Re: orwellian, ha ha
on 2009-07-19 01:44 (UTC)Pretty much everywhere I've commented on this, I've been pushing the idea that this is an enormous security target for Amazon. Somewhere they have the code that will send out a signal to wipe whatever SKU is specified from everyone's Kindles, and unless there's a physically separated private key required to make that happen, this is just a bad capability to have sitting there.
no subject
on 2009-07-19 02:16 (UTC)I've never liked this whole licensing business - whether it's software, music, or books.
OTOH, at least with software, I've never liked the alternative either - that they must come out with new, somehow-updated versions to continue their revenue stream. I feel like, more often than not, it encourages them to put out less-than-perfect products - always figuring that they'll fix it in the next version, which they then use as a selling-point to encourage people to purchase that next version. There just isn't enough emphasis on bug testing in the programming community, imo.
DRM certainly discourages me from purchasing electronic copies of music, though I will still purchase the odd single here and there. For books, though, I like the option of being able to loan a book to a friend, or donate it to the library, or sell it back to the bookstore. E-books, at least at the moment, eliminate all those things and that's a pretty big negative for me.
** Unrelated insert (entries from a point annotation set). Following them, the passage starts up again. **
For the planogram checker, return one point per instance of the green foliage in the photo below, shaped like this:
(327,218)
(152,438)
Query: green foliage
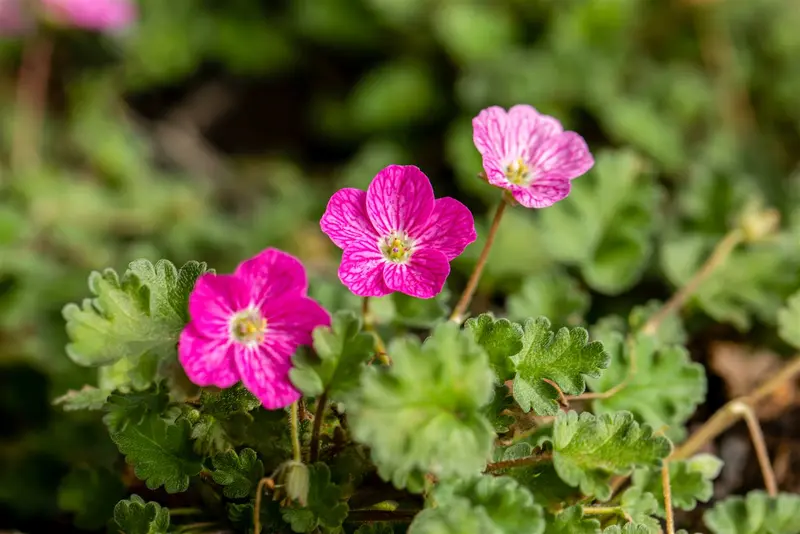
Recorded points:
(238,473)
(605,225)
(757,513)
(433,394)
(323,507)
(134,516)
(589,449)
(341,352)
(690,481)
(160,452)
(500,338)
(564,358)
(141,312)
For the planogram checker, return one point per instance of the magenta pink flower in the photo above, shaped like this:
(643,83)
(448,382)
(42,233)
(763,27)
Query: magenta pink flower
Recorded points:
(529,154)
(246,326)
(396,236)
(100,15)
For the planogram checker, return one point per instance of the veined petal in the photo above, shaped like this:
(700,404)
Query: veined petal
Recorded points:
(272,273)
(345,219)
(361,269)
(450,229)
(207,361)
(400,198)
(422,277)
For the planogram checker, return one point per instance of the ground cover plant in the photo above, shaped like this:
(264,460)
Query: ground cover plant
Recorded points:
(579,314)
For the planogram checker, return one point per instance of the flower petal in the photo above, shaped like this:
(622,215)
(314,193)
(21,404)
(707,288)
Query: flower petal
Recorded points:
(207,361)
(566,155)
(400,198)
(265,373)
(544,192)
(272,273)
(450,229)
(345,219)
(361,269)
(422,277)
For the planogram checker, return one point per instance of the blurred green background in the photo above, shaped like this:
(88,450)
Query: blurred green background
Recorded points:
(215,128)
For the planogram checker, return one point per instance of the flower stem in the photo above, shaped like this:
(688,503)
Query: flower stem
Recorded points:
(294,426)
(319,415)
(472,284)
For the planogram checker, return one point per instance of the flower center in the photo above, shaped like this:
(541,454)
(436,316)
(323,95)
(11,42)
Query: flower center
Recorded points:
(397,247)
(248,327)
(518,173)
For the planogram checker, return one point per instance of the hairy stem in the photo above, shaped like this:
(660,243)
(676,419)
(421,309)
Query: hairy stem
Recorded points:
(720,254)
(319,415)
(472,284)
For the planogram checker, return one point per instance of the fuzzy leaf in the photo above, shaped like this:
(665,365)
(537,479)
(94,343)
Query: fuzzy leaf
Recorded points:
(789,321)
(434,395)
(141,312)
(324,507)
(500,338)
(238,473)
(161,452)
(564,358)
(606,224)
(589,449)
(757,513)
(646,394)
(341,352)
(690,481)
(134,516)
(508,505)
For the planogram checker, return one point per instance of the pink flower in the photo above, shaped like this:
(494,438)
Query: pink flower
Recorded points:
(396,236)
(529,154)
(100,15)
(246,326)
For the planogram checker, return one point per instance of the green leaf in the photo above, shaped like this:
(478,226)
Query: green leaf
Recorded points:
(324,507)
(238,473)
(134,516)
(757,513)
(564,358)
(508,505)
(160,452)
(572,521)
(87,398)
(341,354)
(690,481)
(646,394)
(789,321)
(500,338)
(555,295)
(606,224)
(141,312)
(90,494)
(434,395)
(589,449)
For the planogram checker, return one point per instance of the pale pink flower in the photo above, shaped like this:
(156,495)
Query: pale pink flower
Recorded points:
(396,236)
(247,325)
(99,15)
(529,154)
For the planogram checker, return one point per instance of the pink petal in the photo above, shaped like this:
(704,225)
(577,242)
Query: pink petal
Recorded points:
(265,373)
(272,273)
(400,198)
(345,219)
(207,361)
(361,269)
(543,192)
(422,277)
(567,155)
(213,301)
(450,229)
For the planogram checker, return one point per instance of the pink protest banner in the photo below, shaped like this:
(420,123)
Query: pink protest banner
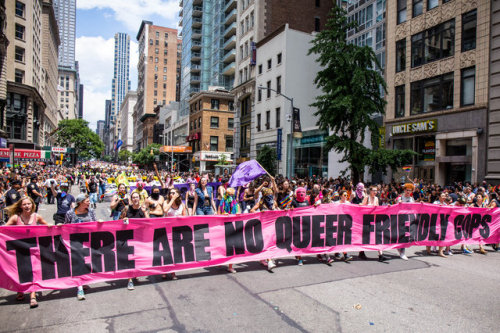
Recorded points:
(38,257)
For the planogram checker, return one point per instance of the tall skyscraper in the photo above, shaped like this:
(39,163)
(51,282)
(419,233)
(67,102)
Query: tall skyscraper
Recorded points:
(208,51)
(120,82)
(65,11)
(157,77)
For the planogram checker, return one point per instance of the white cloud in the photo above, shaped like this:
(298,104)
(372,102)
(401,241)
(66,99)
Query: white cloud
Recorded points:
(95,56)
(132,12)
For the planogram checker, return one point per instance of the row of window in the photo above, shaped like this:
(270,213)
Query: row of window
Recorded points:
(268,89)
(417,8)
(277,118)
(437,42)
(436,93)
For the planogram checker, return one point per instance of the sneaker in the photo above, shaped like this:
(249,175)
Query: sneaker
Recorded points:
(80,295)
(362,255)
(130,285)
(382,258)
(270,265)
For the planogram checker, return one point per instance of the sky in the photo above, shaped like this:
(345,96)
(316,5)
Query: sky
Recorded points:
(97,21)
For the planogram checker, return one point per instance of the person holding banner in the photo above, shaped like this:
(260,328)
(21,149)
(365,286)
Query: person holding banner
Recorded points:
(203,199)
(155,203)
(189,199)
(372,200)
(23,213)
(119,202)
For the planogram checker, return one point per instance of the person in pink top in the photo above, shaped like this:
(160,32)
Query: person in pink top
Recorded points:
(23,213)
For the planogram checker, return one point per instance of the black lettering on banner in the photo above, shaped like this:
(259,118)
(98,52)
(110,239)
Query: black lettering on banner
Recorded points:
(23,257)
(317,231)
(182,238)
(344,234)
(330,230)
(444,225)
(485,230)
(423,227)
(301,231)
(162,256)
(253,236)
(78,254)
(52,254)
(458,222)
(368,227)
(123,250)
(102,244)
(467,230)
(201,243)
(432,228)
(414,221)
(382,229)
(284,233)
(403,228)
(234,238)
(394,228)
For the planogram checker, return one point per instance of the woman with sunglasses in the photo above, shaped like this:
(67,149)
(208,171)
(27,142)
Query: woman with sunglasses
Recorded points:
(23,213)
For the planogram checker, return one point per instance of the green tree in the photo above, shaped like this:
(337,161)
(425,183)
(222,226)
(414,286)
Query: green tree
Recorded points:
(76,133)
(267,158)
(124,155)
(144,157)
(351,98)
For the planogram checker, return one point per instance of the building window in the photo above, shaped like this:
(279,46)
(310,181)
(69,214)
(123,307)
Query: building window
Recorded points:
(19,76)
(468,83)
(432,4)
(214,122)
(317,24)
(229,143)
(19,54)
(400,55)
(418,8)
(400,101)
(20,7)
(214,143)
(20,31)
(432,94)
(433,44)
(214,104)
(469,21)
(401,11)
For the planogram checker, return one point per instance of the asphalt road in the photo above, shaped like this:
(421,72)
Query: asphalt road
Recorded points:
(424,294)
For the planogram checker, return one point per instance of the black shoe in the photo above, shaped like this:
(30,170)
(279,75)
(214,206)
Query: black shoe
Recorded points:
(382,258)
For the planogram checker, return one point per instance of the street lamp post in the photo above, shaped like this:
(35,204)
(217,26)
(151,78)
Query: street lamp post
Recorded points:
(290,146)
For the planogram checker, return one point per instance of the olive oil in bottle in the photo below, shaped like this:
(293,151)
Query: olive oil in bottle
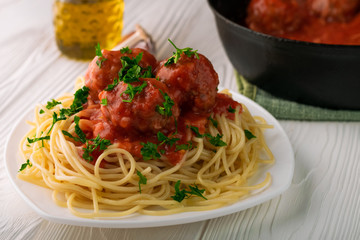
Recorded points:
(81,24)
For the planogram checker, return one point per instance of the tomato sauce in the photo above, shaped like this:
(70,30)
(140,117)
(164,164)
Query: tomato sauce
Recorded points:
(318,21)
(188,88)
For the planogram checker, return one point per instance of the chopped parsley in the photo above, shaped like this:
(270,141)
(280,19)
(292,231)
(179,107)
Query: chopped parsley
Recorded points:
(196,131)
(80,98)
(55,120)
(52,104)
(98,142)
(149,151)
(249,134)
(113,85)
(213,121)
(24,165)
(131,91)
(66,133)
(98,53)
(166,140)
(216,141)
(176,55)
(104,101)
(167,105)
(181,194)
(231,110)
(187,146)
(130,72)
(78,131)
(125,50)
(142,179)
(38,139)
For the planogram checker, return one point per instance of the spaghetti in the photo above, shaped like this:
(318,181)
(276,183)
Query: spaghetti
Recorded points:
(117,182)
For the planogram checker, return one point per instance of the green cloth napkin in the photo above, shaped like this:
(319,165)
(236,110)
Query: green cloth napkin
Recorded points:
(288,110)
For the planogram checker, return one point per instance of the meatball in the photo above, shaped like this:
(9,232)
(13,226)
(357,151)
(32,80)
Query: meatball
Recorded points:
(192,81)
(275,17)
(142,113)
(334,10)
(97,79)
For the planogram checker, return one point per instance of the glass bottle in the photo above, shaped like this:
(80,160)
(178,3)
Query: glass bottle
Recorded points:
(81,24)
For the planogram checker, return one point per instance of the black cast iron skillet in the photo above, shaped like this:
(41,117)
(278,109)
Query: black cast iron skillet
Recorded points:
(315,74)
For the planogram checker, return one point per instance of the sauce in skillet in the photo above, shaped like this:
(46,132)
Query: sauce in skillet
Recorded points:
(318,21)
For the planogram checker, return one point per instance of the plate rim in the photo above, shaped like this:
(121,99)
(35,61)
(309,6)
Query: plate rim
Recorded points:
(181,218)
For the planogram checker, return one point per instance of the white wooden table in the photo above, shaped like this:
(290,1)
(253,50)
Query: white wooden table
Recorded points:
(323,201)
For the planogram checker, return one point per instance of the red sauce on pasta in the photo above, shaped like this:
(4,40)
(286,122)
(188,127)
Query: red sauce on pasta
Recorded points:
(189,86)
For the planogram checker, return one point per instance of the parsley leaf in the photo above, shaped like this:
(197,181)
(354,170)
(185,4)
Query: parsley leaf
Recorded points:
(187,146)
(213,121)
(131,91)
(104,101)
(249,134)
(216,141)
(196,131)
(166,140)
(66,133)
(181,194)
(98,142)
(98,53)
(56,119)
(231,110)
(142,179)
(167,105)
(196,191)
(24,165)
(113,85)
(78,131)
(80,98)
(149,151)
(38,139)
(52,104)
(176,55)
(125,50)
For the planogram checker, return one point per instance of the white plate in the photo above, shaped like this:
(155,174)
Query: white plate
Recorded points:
(40,198)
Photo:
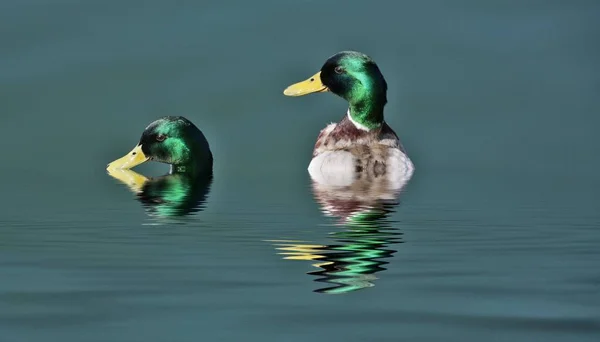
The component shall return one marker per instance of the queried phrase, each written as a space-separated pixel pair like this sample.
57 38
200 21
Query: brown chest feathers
369 148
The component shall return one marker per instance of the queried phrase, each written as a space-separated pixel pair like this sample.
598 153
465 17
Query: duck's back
344 153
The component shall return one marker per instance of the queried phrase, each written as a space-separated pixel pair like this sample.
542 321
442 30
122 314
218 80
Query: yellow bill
131 159
133 180
311 85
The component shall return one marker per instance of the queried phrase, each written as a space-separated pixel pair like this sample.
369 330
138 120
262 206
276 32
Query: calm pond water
495 237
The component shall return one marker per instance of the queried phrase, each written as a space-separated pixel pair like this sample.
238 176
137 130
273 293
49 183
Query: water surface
494 238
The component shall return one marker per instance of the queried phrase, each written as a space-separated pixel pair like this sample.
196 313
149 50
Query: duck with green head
361 145
172 140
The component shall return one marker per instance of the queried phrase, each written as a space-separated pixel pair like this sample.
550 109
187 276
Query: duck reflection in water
169 195
359 251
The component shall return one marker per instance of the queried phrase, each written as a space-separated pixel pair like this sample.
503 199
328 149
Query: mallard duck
361 145
173 140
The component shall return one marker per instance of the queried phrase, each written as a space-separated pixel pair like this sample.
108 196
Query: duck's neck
366 111
194 167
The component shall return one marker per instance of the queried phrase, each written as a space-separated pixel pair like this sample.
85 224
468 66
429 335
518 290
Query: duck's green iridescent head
172 140
355 77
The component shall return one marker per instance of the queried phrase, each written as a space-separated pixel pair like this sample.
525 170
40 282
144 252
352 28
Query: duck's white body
346 152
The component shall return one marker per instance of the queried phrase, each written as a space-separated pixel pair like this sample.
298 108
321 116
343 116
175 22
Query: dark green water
494 239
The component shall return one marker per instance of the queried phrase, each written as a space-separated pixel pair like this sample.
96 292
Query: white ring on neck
356 124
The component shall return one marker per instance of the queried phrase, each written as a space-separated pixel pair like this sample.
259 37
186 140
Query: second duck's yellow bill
311 85
131 159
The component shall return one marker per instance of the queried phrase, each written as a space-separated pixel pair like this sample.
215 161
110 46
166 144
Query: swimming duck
361 145
173 140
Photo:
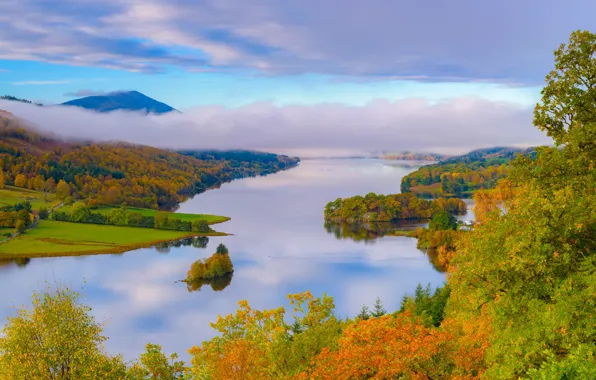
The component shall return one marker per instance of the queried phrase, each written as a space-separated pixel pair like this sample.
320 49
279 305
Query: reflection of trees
21 261
369 232
366 232
433 258
197 242
217 284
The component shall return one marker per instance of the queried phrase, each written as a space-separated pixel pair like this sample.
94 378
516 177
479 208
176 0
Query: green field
12 195
211 219
51 238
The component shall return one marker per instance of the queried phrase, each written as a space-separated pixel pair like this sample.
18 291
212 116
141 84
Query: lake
279 246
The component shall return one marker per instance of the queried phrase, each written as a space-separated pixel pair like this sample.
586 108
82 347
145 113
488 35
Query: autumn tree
56 339
20 180
154 364
443 220
531 270
62 190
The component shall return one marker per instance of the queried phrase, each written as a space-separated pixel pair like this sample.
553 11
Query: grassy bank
210 219
51 238
10 196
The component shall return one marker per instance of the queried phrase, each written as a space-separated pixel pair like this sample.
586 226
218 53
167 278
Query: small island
37 224
215 270
388 208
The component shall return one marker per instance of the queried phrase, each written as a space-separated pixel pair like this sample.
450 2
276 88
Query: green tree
364 313
378 309
532 270
43 213
79 212
200 226
443 220
154 364
56 339
221 249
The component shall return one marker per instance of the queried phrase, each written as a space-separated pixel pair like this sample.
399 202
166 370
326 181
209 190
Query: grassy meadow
52 238
210 219
12 195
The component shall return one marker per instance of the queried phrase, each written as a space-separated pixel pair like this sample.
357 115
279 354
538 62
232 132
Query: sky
296 59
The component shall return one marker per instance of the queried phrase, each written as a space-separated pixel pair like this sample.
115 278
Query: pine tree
364 313
378 309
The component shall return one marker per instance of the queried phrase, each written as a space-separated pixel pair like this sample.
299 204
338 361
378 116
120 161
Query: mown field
51 238
211 219
12 195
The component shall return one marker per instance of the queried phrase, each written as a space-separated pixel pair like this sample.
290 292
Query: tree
39 183
200 226
50 185
20 226
20 180
62 190
378 309
113 195
79 212
568 99
443 220
154 364
221 249
43 213
56 339
364 313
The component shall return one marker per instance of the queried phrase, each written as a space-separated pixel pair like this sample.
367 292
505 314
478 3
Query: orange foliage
384 348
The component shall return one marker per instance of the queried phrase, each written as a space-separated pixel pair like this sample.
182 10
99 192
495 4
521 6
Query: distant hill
15 99
488 153
413 156
124 100
462 175
114 173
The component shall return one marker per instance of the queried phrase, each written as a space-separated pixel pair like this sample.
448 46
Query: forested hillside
461 175
104 173
519 301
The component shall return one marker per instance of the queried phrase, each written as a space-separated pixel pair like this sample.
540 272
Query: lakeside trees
519 303
385 208
112 174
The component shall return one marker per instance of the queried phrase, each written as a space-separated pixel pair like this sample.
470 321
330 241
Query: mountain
141 176
122 100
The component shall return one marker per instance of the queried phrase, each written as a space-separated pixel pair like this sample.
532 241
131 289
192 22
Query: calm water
279 246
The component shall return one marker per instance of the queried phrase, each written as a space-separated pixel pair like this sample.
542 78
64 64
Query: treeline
81 213
112 174
385 208
216 266
20 216
479 169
AND there's still something to be said for the feel of paper beneath one's fingertips.
no subject
on 2009-07-19 10:54 (UTC)What alarmed me much more is the story that I cannot, at this moment, verify, about the Kindle owner who had enough problems with his device that he tried to download a file a number of times... to be told that he'd exceeded a limit and would to pay again to get his books. Even just the possibility of that turns me right off the idea. If I pay good money for a book - particularly if I pay the equivalent of a paperback book for an e-book - I want to ensure that it will stay around.
Experience says, what with migrating computers and crashes and just losing track of files, things don't last anyway, but I want to at least have the choice.